例えば、フェッチ時に取得したパーティションの最大オフセットが10000であり、pollメソッドで500メッセージを返すと、records-lagは9500となる。もう一回pollメソッドを回すと、バッファ済みメッセージから500メッセージを取得して、records-lagは9000に縮小する。

遅延が発生してもrecords-lagが拡大しない注意したいパターン

先ほど最大オフセットはフェッチ時に取得、records-lagの取得はpoll時に行うと太字にしたのは意味がある。
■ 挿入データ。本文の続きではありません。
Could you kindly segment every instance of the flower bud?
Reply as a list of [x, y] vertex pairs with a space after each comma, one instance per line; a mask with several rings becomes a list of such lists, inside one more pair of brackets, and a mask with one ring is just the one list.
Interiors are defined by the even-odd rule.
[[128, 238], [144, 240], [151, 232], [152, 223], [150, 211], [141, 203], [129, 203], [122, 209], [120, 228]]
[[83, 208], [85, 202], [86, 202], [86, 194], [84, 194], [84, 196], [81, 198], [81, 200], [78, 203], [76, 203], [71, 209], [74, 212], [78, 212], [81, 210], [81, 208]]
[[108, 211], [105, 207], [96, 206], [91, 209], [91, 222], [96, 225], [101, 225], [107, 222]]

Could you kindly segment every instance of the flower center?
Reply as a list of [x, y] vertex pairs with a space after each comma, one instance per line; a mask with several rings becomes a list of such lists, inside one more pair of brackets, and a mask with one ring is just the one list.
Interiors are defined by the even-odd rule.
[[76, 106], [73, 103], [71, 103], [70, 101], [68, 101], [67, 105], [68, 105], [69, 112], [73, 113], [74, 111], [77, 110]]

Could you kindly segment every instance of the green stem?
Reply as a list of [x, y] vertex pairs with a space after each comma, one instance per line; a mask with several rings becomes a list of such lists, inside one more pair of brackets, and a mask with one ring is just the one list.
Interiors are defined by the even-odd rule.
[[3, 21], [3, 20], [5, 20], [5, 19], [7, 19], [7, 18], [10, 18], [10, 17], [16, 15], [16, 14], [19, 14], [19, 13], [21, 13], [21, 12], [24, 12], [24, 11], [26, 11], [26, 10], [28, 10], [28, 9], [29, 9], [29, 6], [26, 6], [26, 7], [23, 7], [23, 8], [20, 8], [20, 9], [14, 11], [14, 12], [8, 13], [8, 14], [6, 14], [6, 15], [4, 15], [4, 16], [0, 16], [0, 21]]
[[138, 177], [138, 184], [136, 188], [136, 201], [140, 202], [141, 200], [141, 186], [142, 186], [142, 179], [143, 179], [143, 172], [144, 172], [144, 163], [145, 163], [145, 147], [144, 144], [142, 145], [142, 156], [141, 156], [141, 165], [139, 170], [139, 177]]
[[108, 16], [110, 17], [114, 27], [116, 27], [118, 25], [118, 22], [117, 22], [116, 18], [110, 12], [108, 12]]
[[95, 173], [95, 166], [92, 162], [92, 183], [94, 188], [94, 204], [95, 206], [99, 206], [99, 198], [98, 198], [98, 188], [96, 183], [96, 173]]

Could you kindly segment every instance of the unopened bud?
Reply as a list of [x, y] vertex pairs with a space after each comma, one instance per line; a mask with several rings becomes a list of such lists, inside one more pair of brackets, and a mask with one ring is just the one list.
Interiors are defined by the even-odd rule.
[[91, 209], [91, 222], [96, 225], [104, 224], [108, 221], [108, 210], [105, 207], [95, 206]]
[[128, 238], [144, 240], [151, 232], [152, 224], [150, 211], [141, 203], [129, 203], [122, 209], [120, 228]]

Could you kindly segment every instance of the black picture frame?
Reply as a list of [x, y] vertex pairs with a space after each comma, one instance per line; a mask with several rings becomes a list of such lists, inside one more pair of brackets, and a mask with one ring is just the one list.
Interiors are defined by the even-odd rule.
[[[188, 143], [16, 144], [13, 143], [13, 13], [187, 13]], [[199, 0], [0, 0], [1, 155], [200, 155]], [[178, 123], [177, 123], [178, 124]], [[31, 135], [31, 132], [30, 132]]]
この仕組みにより、コンシューマで遅延が拡大していても、records-lagが拡大しないケースがある。

  1. 10000メッセージフェッチして、今のところ1000メッセージがpoll済み。この時点でのrecords-lagは9000。
  2. 新たなメッセージをフェッチする前に、ブローカー側に10000メッセージが追加。しかし、この時点で計算されるrecords-lagは9000。
    • 何故ならば、新たなフェッチが発生しておらず、records-lagの計算に使われるパーティションの最大オフセット値が10000のままであるため。フェッチ済みのメッセージの処理が終わるまでは、records-lagの値は減り続ける。
    • 次のフェッチのタイミングでrecords-lagが一気に拡大する。

records-lagはフェッチ時に取得したパーティションの最大オフセット値をベースとしているため、フェッチ後に大量にメッセージの追加が行われても、次のフェッチまでrecords-lagの値には反映されない仕組みになっている。

Burrowの場合

若干脱線するが、LinkedInが作っているコンシューマのラグ監視計測ツールBurrowでは、再現はできていないが、仕組み上このような問題は発生しないと思われる。Burrowではコンシューマのコミット済オフセットが入った__consumer_offsetトピックの値と、データが入ったトピックの最大オフセット値の両方を取得し、その値の差分でラグを計算しており、コンシューマのJMX MBeanの値を使っていない。

まとめ

  • Kafkaコンシューマの監視にはJMX Meanのrecords-lagが有効
  • Kakfa0.10.2.0からはパーティションごとにrecords-lagの監視が可能
  • メッセージのフェッチ直後に、大量のメッセージ追加があると、records-lagの値には反映されないので注意。